Clinicians could integrate brief, open-ended interview prompts into intake workflows, then use language-processing tools to highlight low positive-emotion language (suggesting depression) or reduced negations (suggesting anxiety).
This approach may streamline case identification, support triage decisions, and tailor intervention focus – encouraging more positive framing for depressed clients or addressing uncertainty and avoidance in anxious clients.
Policymakers and clinic managers should ensure tool validation across diverse populations and invest in secure, privacy-preserving platforms.
Challenges include integrating new technology with existing electronic health records, ensuring clinician training on interpretation, and maintaining client consent and data security.
Socratic Questions
- How might the problem‑focused interview context have influenced language patterns, and would findings replicate with unprompted speech?
- Could shared language markers reflect overlap in symptom severity rather than true transdiagnostic constructs?
- In what ways could computational models control for comorbid conditions beyond anxiety to improve specificity?
- How might cultural or linguistic background moderate these language–psychopathology associations?
- What ethical considerations arise when deploying automated language‑based assessment in clinical and digital health platforms?
References
Stade, E. C., Ungar, L., Eichstaedt, J. C., Sherman, G., & Ruscio, A. M. (2023).
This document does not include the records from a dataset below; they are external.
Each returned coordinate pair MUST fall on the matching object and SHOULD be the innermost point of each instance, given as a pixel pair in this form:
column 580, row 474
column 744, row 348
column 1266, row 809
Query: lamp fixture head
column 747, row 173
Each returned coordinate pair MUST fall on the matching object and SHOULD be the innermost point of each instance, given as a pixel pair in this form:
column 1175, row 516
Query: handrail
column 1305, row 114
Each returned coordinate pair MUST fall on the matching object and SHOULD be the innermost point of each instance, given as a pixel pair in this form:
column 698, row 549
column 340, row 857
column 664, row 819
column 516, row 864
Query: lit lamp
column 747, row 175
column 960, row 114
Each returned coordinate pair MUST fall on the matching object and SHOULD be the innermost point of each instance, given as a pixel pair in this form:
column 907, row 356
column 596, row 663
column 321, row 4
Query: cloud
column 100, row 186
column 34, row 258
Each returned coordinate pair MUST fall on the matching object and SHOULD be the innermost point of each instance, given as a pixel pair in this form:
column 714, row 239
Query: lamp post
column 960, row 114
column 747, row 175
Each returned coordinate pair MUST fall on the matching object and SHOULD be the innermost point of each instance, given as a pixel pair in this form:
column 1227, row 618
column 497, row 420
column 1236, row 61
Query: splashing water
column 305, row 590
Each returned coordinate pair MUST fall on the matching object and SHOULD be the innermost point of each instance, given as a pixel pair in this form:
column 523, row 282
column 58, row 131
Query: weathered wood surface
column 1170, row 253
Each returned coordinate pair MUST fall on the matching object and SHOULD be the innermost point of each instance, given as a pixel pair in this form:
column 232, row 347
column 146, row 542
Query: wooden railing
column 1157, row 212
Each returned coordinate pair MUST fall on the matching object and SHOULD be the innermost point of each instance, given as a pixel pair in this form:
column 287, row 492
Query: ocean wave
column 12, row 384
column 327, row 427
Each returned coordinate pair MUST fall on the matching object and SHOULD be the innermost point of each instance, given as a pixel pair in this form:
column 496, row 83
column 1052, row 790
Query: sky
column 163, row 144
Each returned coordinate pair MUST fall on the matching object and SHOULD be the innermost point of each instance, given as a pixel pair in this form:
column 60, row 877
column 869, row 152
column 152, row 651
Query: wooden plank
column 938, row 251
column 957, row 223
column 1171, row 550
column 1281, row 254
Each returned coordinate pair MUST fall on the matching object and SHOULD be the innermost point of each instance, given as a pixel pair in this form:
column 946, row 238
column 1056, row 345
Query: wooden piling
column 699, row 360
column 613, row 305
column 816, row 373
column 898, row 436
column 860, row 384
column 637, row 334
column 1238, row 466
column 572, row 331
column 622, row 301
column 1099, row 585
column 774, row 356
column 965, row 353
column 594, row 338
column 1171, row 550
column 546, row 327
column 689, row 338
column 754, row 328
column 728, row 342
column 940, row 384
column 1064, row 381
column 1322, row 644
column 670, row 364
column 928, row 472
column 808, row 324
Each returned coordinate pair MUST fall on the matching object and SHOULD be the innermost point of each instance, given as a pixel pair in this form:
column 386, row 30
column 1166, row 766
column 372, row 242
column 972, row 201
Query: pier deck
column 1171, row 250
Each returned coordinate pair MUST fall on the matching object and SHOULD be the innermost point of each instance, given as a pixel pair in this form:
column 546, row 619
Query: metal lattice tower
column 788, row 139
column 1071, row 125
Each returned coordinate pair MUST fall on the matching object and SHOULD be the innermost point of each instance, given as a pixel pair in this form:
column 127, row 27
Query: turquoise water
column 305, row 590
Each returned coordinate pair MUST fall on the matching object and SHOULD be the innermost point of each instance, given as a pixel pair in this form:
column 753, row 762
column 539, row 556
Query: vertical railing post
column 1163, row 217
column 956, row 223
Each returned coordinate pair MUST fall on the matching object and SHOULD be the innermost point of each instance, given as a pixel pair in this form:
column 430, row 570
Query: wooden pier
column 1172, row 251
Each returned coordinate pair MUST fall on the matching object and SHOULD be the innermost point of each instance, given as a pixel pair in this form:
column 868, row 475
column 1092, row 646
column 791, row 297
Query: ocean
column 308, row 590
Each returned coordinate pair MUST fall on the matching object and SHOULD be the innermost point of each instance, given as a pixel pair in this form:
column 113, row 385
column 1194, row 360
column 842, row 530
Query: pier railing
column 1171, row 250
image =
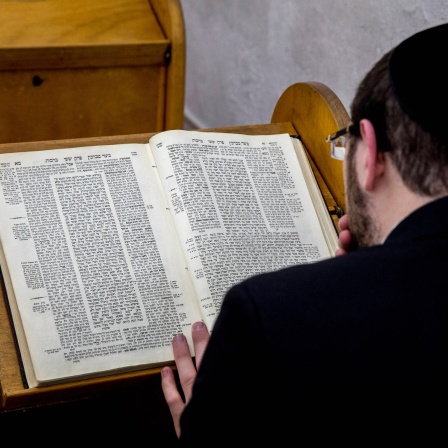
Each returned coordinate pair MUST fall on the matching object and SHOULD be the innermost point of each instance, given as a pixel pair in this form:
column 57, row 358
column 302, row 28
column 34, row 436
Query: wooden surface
column 13, row 393
column 81, row 68
column 316, row 111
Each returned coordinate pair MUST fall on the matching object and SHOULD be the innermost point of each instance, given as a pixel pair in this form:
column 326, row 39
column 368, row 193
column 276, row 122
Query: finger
column 343, row 223
column 200, row 336
column 172, row 396
column 184, row 364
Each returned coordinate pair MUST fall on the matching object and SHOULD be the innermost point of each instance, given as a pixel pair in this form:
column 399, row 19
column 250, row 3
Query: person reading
column 357, row 344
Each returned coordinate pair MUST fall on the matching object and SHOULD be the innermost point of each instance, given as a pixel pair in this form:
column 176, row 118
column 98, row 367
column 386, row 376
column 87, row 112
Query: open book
column 108, row 251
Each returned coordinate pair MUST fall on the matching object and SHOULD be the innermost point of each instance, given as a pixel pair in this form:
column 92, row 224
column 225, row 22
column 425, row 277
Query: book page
column 241, row 207
column 95, row 276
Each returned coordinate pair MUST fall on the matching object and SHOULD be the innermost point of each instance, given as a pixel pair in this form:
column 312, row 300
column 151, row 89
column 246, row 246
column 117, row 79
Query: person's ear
column 373, row 162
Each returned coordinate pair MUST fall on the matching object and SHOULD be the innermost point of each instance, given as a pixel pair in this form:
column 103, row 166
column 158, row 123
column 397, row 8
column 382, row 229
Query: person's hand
column 345, row 237
column 186, row 369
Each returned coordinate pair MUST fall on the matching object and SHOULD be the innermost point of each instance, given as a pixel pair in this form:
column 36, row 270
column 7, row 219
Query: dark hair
column 419, row 157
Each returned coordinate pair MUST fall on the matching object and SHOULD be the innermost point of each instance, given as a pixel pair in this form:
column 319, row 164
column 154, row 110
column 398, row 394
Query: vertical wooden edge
column 315, row 112
column 170, row 15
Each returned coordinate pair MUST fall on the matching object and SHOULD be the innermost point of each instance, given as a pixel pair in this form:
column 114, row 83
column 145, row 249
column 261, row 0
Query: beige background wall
column 242, row 54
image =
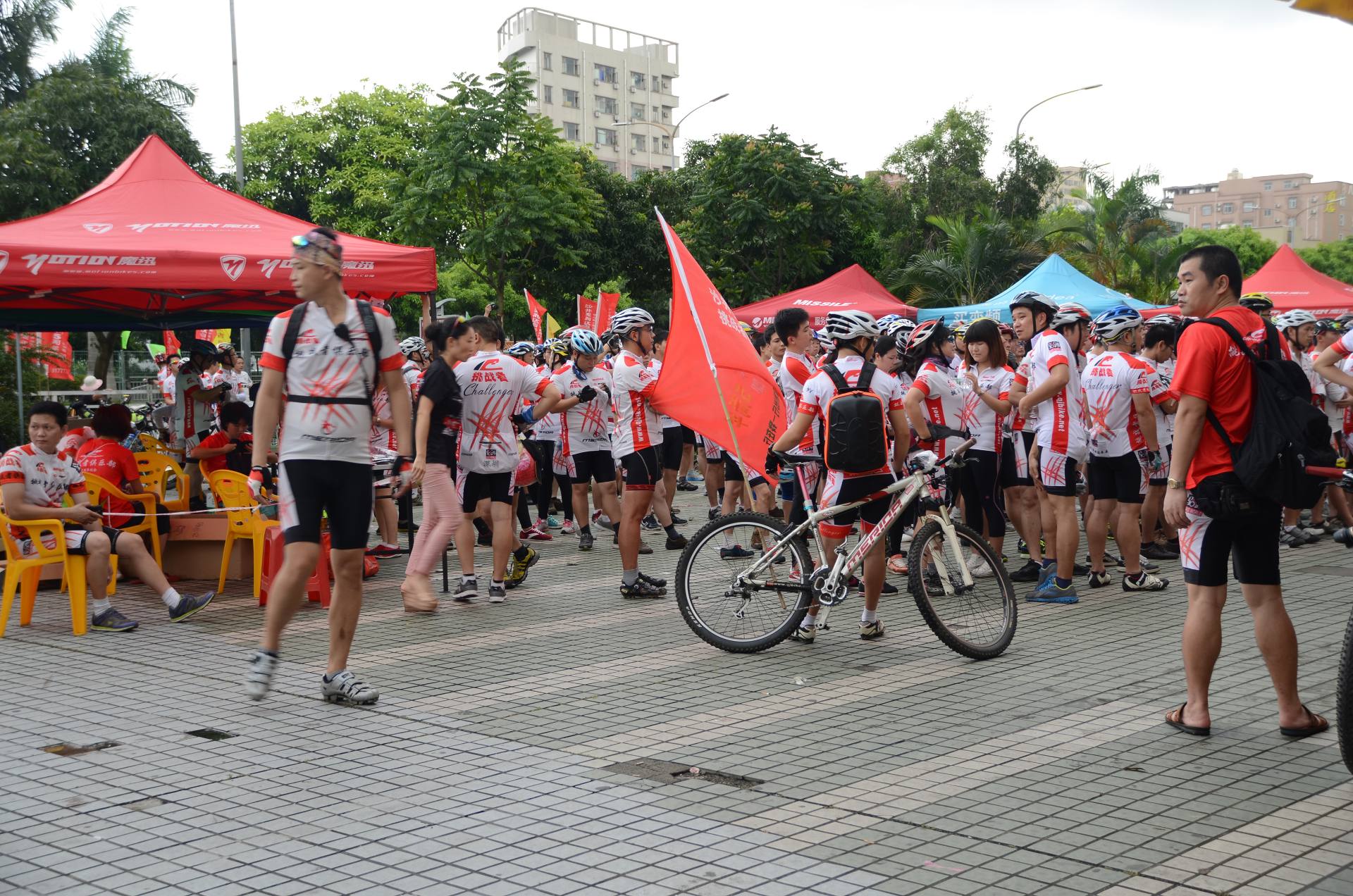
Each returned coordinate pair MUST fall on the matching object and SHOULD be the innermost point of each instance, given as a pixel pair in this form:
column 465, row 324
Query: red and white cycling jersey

Depression and anxiety have distinct and overlapping language patterns: Results from a clinical interview. Journal of Psychopathology and Clinical Science, 132(8), 972–983. https://doi.org/10.1037/abn0000850
Coyne, J. C. (1994). Self-reported symptoms of depression and anxiety: Distinct constructs or overlapping distress? Annual Review of Psychology, 45, 29–60.
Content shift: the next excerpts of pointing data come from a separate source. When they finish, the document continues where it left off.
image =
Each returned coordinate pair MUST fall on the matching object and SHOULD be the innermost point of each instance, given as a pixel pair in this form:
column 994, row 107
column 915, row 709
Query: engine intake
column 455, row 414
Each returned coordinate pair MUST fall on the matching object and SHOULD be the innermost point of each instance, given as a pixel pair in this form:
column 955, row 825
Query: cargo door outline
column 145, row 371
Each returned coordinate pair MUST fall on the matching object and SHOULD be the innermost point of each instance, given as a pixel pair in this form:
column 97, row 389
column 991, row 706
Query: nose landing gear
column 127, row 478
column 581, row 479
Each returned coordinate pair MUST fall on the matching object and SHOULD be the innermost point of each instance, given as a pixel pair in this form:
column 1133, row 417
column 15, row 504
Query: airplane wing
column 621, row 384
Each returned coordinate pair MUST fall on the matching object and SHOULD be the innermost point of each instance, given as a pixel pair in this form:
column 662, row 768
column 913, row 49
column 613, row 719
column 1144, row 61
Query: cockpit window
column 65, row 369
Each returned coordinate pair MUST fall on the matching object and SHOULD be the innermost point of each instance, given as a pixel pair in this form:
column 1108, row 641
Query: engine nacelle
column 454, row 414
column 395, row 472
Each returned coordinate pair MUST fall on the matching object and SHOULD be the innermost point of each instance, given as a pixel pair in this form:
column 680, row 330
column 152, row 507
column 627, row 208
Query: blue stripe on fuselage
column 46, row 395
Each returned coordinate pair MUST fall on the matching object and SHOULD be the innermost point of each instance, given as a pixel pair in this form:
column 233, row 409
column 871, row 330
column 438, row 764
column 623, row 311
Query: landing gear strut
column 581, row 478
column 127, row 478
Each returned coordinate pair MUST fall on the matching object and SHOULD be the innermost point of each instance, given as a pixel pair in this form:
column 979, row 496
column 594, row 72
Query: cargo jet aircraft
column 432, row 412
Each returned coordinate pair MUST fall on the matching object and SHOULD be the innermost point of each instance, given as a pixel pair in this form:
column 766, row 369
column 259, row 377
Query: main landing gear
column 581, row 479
Edwards, D., & Holtzman, N. S. (2017). Linguistic markers of depression and anxiety: A meta‐analysis of first‐person singular pronoun use. Psychological Bulletin, 143(6), 612–634.
Geronimi, E. M., & Woodruff‐Borden, J. (2015). Self‐focused attention in comorbid anxiety and depression: Implications for assessment and treatment. Journal of Clinical Psychology, 71(5), 504–515.
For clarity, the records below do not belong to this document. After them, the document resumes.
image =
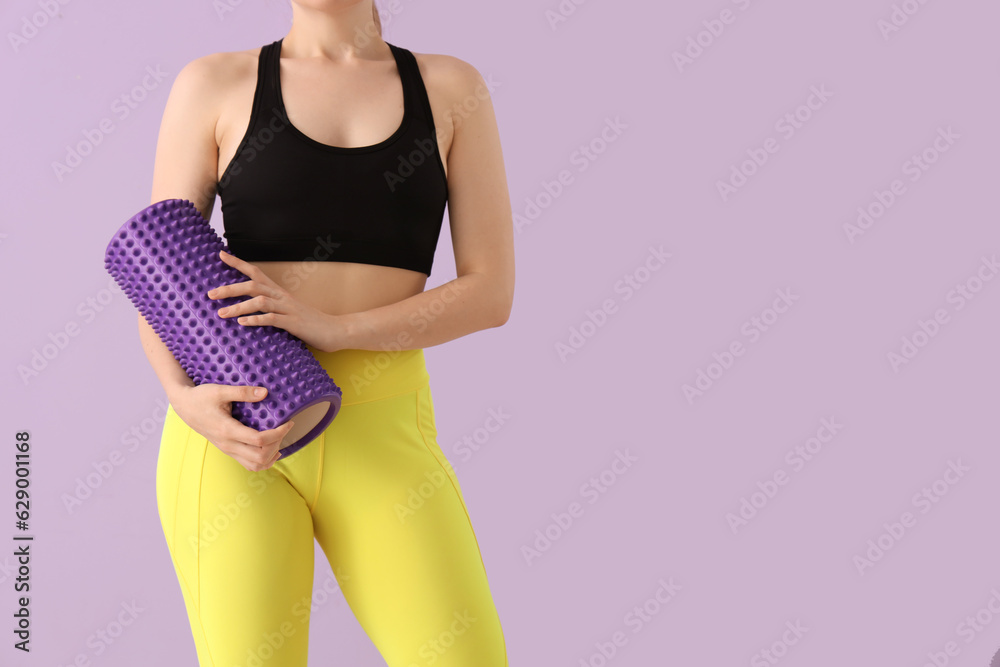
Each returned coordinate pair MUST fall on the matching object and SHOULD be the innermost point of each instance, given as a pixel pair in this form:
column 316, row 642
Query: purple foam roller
column 166, row 258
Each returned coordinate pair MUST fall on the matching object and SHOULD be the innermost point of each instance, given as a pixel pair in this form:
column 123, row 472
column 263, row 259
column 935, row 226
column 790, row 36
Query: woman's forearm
column 168, row 370
column 459, row 307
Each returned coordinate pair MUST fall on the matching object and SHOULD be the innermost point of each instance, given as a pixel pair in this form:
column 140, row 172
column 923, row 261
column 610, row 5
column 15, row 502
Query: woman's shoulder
column 222, row 67
column 453, row 78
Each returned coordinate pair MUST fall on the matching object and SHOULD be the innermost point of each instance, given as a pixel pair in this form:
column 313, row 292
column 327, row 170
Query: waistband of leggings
column 368, row 375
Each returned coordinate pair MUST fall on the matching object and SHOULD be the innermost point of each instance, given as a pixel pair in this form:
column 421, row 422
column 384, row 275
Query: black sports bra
column 288, row 197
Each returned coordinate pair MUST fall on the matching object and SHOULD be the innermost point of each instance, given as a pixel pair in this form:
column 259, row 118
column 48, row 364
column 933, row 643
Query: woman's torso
column 316, row 104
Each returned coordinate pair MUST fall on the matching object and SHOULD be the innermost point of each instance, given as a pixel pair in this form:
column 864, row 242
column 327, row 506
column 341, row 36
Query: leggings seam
column 380, row 397
column 461, row 501
column 201, row 479
column 319, row 472
column 173, row 546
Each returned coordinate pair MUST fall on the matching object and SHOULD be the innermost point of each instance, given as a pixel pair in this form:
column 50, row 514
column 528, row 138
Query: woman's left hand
column 278, row 306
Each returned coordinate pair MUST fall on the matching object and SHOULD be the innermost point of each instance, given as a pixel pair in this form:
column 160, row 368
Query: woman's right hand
column 207, row 408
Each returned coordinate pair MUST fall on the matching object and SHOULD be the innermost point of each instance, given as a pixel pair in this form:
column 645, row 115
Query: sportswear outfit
column 374, row 489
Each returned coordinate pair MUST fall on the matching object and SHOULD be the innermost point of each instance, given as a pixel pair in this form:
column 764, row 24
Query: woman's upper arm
column 187, row 154
column 479, row 207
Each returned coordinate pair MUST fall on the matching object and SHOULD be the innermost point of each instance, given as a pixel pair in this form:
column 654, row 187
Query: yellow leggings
column 378, row 494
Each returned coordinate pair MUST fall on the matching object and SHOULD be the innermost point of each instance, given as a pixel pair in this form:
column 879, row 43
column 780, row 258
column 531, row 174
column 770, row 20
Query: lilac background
column 655, row 185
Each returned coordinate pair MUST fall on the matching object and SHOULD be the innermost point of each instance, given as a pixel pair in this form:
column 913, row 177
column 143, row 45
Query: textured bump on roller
column 166, row 258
Kern, M. L., Eichstaedt, J. C., Schwartz, H. A., Park, G., Sap, M., Smith, L. K., & Ungar, L. H. (2016). Detecting psychological distress from social media language: Foundations for unobtrusive large-scale assessment. Journal of Language and Social Psychology, 35(3), 302–330.
Tackman, A. M., Sbarra, D. A., Carey, A. L., Donnellan, M. B., Horn, A. B., Holtzman, N. S., … Mehl, M. R. (2019). Depression, negative emotionality, and self-referential language: A multi-lab, multi-measure, multi-language-task synthesis. Journal of Personality and Social Psychology, 117(4), 757–776.